Jacob Celemenski

Title: Elegy for my people
Author: Jacob Celemenski
Publisher: Self Published
Place of publication: Victoria
Year of Publication: 2000
Location of Book: Sir Louis Matheson Library, Monash University Clayton Campus
Cities/town/camps: Poland: Czenstochowa, Gombin, Krakow, Lublin, Lwow, Miendzyrec, Olkusz, Piotrkow, Radom, Tarnow, Tomaszow, Warsaw, Auschwitz, Mauthausen, Schomberg
Note: those cities/towns/camps underlined are those which are most central to the narrative

Celemenski’s Elegy For My People was published in Yiddish in 1963, but was only made available in English translation in 2000. Whilst documenting his life in Poland during the war years, Celemenski’s text is also a testimony to the underground operations of the socialist workers’ party, the Jewish Labour Bund, for whom he worked as a courier, and later as a Central Committee delegate. Celemenski, born in Warsaw in 1904, was a constant supporter of the party in his childhood and throughout his adult life. During the years of the Holocaust he provided a vital link between the Bund headquarters in Warsaw and members in the surrounding provinces as contact became increasingly difficult in the midst of the Nazi killing-machine.

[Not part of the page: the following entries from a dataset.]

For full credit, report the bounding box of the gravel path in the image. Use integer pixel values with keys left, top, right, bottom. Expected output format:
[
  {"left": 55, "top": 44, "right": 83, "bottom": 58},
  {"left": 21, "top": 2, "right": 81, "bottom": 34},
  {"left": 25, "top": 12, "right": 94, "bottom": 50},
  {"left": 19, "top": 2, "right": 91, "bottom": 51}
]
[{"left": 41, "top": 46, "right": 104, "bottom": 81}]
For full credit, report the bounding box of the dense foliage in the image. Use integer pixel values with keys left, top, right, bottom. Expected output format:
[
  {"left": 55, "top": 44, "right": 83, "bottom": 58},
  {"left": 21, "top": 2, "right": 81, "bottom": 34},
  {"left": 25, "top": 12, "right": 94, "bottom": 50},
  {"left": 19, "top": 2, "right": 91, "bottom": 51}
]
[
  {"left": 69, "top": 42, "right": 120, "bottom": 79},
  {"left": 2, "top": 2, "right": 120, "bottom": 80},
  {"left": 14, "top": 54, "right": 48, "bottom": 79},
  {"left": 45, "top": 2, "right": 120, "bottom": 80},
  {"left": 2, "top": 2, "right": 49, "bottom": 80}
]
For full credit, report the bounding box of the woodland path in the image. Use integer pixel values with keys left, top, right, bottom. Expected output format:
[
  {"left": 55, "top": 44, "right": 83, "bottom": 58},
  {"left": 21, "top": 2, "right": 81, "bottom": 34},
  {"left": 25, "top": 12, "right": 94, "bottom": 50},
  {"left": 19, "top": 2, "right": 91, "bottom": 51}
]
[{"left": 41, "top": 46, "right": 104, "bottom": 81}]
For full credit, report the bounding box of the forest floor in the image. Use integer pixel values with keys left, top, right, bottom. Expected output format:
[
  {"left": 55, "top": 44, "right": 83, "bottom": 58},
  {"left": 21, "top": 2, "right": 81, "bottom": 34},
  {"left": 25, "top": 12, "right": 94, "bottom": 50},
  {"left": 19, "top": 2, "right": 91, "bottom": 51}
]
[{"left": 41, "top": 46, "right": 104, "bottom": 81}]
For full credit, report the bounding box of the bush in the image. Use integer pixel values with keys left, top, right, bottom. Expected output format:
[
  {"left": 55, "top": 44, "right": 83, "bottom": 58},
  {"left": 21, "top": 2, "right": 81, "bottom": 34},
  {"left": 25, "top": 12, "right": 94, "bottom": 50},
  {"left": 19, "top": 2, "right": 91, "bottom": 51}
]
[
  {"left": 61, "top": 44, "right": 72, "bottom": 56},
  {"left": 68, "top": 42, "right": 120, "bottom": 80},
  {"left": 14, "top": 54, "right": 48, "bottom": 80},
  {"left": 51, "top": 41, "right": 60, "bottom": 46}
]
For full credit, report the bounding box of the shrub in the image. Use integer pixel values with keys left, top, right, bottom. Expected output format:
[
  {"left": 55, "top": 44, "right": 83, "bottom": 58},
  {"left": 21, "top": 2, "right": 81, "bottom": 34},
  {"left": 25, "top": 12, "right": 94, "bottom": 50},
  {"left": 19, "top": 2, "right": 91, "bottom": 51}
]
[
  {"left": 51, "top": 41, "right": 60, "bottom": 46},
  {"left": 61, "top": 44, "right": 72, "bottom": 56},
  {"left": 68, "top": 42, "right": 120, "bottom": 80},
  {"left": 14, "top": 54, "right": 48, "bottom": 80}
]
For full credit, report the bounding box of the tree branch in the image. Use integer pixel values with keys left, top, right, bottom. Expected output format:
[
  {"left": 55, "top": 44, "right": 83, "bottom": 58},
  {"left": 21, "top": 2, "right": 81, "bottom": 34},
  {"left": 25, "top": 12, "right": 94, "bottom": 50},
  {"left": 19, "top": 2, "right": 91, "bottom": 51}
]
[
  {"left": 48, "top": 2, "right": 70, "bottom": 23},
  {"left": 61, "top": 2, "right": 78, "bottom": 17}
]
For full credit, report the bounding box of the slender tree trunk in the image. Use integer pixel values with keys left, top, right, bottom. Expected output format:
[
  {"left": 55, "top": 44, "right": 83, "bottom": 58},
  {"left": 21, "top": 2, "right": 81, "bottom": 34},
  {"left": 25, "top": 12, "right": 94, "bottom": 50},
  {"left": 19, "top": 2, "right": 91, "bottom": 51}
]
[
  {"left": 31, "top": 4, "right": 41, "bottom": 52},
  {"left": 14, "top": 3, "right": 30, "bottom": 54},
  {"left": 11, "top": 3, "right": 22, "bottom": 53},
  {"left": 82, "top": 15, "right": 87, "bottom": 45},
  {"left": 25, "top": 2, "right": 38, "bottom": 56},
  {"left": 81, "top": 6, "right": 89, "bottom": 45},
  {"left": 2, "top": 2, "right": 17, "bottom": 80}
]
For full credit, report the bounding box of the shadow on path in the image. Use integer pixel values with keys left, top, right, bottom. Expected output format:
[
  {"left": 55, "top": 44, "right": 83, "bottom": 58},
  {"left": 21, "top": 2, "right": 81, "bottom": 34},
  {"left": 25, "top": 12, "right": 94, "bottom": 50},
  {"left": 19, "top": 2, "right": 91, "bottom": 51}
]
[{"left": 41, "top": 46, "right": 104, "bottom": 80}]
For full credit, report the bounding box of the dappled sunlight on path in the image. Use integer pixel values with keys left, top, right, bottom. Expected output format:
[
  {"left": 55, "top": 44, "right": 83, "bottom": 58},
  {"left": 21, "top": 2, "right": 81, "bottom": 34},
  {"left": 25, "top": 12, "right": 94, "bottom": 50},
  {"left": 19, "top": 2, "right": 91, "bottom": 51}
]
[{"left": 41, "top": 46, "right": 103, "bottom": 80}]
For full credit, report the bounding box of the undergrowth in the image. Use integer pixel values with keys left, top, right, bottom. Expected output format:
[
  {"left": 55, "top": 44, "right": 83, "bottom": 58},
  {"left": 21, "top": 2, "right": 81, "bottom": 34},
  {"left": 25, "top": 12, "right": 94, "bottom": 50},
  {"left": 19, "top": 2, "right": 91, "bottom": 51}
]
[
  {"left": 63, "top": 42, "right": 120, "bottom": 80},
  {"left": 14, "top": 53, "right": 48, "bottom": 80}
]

Elegy For My People is 235 pages long, and is divided into two parts. The first 25 pages of Part I cover the early days of the war, Celemenski’s ‘discovery’ of his ability to pass as a Pole, and his first work as a courier for the Bund. 65 pages are devoted to Celemenski’s travels to various towns as a roving delegate for the Bund’s Central Committee. 24 pages are spent on his final return to the Warsaw Ghetto, and his period in hiding from the Germans. Part II begins with Celemenski’s relocation to the ‘Aryan’ side of Warsaw. 52 pages are spent describing his resistance activities there, as well as his experiences outside of the ghetto during the Warsaw Ghetto Uprising. The following 57 pages relate Celemenski’s experiences working with the Polish resistance – first with partisans in the forests, and then in Warsaw, where he partook in the Polish Uprising. Finally, 11 pages are devoted to Celemenski’s incarceration in Auschwitz and then Mauthausen as a Polish P.O.W., and liberation by the Americans.

Celemenski begins by writing of the organisation of the Bund underground in 1940, and his initial experiences in its operations in Warsaw, Krakow and several other towns. He remembers many missions where he met with fellow comrades, providing them with money, bulletins, permits and forged documents to aid their travels and activities. It was Celemenski’s Aryan appearance that made his work during the war years possible; by posing as a Polish gentile, he was able to move around Poland with relative freedom. Celemenski’s first objective as a courier for the Bund was to arrange a conference of provincial Bund leaders that was to be held in Warsaw early 1941. After various initial setbacks, the meeting was postponed indefinitely following the disastrous first wave of deportations from Warsaw in July, 1942. The same deportations saw most of Celemenski’s family taken to the Treblinka gas chambers.

The second half of the book deals with the militant reaction to these deportations and the increasingly desperate lives of Polish Jewry. Celemenski gives a firsthand account of the 1943 Warsaw Ghetto Uprising from his perspective, outside of the ghetto walls. He took part in the organisation of the uprising, which saw many of his comrades lose their lives. Celemenski devotes much of the remainder of his book to telling the stories of these and other victorious and fallen comrades, honouring their memory, courage, sacrifices and constant devotion to their people and the Bund in the face of merciless torture and death.

While managing to evade capture for almost 5 years, the Polish Warsaw Uprising in September 1944 saw Celemenski arrested as a Polish prisoner of war and transported to Auschwitz and then onto the camps of Mauthausen and Schomberg. He lived under his Polish alias, until he escaped from a Dachau-bound death march and was liberated by the American army on May 1st 1945. Despite the eight months that Celemenski spent in the camps, he only devotes a few pages of the book to his time there, and most of that deals with his anguish at not being able to see his Jewish comrades and bring them news of the Bund. This is testimony to the spirit of a man who devoted years to ensuring the welfare of others, at constant risk to his own life.